The drawing shows box 1 resting on a table, with box 2 resting on top of box 1. A massless rope passes over a massless, frictionless pulley. One end of the rope is connected to box 2, and the other end is connected to box 3. The weights of the three boxes are W1 = 54.5 N, W2 = 32.7 N, and W3 = 29.2 N. Determine the magnitude of the normal force that the table exerts on box 1.
To determine the magnitude of the normal force that the table exerts on box 1, we need to analyze the forces acting on box 1.
First, let's consider the forces acting vertically. The weight of box 1 (W1 = 54.5 N) acts downwards, while the normal force (N1) exerted by the table acts upwards. These two forces must be equal in magnitude and opposite in direction according to Newton's third law.
Next, let's consider the forces acting horizontally. Since box 1 is at rest and there is no acceleration horizontally, the net force in the horizontal direction must be zero. The tension in the rope (T) pulling box 1 to the right and the friction force between box 1 and the table (Ffr) pulling box 1 to the left are the only horizontal forces.
Since the pulley is frictionless and massless, the tension in the rope is the same on both sides of the pulley.
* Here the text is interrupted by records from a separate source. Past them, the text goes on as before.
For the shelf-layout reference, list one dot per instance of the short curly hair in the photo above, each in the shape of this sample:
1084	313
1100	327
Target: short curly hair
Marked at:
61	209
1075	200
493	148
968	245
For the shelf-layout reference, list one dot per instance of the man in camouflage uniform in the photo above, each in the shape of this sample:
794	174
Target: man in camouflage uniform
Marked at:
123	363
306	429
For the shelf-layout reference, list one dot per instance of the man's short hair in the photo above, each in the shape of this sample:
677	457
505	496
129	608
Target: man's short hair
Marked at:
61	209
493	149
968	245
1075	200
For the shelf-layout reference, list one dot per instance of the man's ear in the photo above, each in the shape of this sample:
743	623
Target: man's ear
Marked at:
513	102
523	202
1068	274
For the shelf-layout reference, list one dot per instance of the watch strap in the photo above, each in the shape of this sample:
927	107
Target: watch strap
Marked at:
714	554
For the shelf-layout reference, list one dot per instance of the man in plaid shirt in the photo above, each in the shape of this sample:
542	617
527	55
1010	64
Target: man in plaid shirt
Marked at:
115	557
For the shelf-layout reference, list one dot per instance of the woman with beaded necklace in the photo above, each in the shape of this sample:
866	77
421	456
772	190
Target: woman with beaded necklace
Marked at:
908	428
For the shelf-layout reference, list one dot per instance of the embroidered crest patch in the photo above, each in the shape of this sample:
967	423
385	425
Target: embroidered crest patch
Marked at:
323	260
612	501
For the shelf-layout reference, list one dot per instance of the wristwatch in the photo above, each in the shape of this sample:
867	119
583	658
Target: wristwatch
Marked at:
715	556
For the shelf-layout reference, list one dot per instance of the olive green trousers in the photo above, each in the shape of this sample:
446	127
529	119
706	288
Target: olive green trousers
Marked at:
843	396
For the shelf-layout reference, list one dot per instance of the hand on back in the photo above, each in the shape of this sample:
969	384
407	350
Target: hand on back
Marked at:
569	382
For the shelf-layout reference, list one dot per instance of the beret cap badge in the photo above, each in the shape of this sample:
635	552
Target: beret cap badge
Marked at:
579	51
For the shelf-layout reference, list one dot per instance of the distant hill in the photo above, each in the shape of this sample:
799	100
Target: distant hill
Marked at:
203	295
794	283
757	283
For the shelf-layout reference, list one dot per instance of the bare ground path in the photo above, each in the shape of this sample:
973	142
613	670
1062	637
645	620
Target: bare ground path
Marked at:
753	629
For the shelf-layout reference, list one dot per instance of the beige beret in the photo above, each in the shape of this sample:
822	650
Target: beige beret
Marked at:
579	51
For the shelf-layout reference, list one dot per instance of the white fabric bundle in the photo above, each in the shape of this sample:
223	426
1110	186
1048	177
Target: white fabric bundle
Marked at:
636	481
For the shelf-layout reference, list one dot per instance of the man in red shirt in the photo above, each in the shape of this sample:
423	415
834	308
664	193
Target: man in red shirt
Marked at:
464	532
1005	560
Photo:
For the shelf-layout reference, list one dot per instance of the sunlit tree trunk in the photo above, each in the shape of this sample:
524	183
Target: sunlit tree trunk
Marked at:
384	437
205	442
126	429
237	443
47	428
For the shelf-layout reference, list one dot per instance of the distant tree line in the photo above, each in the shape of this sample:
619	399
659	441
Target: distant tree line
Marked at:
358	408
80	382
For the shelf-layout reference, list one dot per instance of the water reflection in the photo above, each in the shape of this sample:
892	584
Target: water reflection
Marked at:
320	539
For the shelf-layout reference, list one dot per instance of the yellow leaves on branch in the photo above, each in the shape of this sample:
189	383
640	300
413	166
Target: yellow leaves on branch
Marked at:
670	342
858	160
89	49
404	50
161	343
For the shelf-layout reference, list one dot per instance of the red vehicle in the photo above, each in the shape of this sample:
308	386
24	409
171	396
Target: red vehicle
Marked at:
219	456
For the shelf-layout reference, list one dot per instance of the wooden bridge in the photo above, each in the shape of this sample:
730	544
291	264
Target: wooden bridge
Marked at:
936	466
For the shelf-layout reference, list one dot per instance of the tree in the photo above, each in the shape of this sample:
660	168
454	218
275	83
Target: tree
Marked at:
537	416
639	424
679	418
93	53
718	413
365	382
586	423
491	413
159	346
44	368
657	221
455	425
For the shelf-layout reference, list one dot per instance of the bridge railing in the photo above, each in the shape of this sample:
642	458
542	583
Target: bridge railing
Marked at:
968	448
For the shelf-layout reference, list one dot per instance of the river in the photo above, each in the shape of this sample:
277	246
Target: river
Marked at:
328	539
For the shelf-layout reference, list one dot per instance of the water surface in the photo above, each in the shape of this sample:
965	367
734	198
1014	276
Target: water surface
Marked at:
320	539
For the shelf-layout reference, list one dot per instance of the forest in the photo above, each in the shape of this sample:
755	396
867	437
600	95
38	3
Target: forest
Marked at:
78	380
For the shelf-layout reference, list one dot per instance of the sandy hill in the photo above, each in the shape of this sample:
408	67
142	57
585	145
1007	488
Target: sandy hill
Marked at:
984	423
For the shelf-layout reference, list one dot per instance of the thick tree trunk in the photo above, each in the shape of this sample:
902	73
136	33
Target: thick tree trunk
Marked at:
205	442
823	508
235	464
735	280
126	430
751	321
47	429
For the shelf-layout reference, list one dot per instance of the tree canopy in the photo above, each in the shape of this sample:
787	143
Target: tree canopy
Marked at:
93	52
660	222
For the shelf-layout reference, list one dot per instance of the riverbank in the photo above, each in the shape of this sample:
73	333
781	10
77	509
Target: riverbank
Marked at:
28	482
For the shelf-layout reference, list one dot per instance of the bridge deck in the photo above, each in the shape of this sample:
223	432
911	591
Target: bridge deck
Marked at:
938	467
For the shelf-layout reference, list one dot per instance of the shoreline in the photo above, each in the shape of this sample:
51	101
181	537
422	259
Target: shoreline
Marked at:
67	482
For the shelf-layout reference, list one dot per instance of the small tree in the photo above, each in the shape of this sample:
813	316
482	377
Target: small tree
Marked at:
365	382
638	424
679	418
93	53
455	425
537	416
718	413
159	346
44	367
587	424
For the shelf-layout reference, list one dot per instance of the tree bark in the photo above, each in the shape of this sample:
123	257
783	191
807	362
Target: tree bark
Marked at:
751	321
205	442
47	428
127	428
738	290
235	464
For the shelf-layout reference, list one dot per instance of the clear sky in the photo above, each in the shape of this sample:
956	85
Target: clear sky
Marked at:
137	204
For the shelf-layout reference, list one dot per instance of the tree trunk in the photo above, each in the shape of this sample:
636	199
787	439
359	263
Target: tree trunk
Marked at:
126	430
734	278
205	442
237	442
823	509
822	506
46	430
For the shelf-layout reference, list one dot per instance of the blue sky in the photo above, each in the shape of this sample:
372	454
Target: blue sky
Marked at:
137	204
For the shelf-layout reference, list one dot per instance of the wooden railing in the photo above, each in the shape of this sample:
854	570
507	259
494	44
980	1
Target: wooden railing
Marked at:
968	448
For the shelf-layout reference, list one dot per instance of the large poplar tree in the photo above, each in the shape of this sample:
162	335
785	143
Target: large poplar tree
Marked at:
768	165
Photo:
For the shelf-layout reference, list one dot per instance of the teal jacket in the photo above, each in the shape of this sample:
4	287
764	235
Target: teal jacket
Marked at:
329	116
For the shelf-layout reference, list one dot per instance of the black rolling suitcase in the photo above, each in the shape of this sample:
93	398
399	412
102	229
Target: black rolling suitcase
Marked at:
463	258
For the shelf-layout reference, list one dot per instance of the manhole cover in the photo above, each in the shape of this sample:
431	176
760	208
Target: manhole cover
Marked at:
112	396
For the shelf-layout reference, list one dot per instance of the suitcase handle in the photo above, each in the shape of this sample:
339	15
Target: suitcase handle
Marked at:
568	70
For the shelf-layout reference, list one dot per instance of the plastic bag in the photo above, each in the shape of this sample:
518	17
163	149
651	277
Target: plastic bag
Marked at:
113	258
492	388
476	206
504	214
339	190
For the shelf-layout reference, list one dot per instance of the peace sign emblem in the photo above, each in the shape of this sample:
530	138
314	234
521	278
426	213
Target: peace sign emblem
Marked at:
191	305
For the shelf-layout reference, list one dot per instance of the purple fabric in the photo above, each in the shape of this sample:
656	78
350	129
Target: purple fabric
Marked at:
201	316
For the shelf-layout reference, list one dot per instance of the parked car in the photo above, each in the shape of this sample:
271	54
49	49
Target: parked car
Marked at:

This means that the tension in the rope pulling box 1 (T1) is equal in magnitude to the tension in the rope pulling box 2 (T2). However, the directions of these tensions are different. T1 pulls to the right, while T2 pulls to the left.
Since box 1 and box 2 are in contact with each other, they experience an equal and opposite contact force. The tension in the rope between box 1 and box 2 (T2) creates a downward force on box 1, pushing it against the table. This contact force is directly related to the normal force (N1) exerted by the table on box 1.
Therefore, the magnitude of the normal force (N1) exerted by the table on box 1 is equal to the magnitude of the contact force between box 1 and box 2, which is equal to the tension in the rope between box 1 and box 2 (T2).
To calculate T2, we need to consider the forces acting on box 2. Box 2 has two forces acting vertically: its weight (W2 = 32.7 N) acting downwards and the tension in the rope between box 2 and box 1 (T2) acting upwards. Since box 2 is at rest in the vertical direction, the net force in the vertical direction must be zero. Therefore, the sum of these two forces must be equal in magnitude.
W2 - T2 = 0
T2 = W2
Thus, the tension in the rope between box 1 and box 2 (T2) is equal to the weight of box 2 (W2 = 32.7 N).
Since the magnitude of the normal force (N1) exerted by the table on box 1 is equal to the magnitude of T2, we can conclude that the normal force exerted by the table on box 1 is 32.7 N.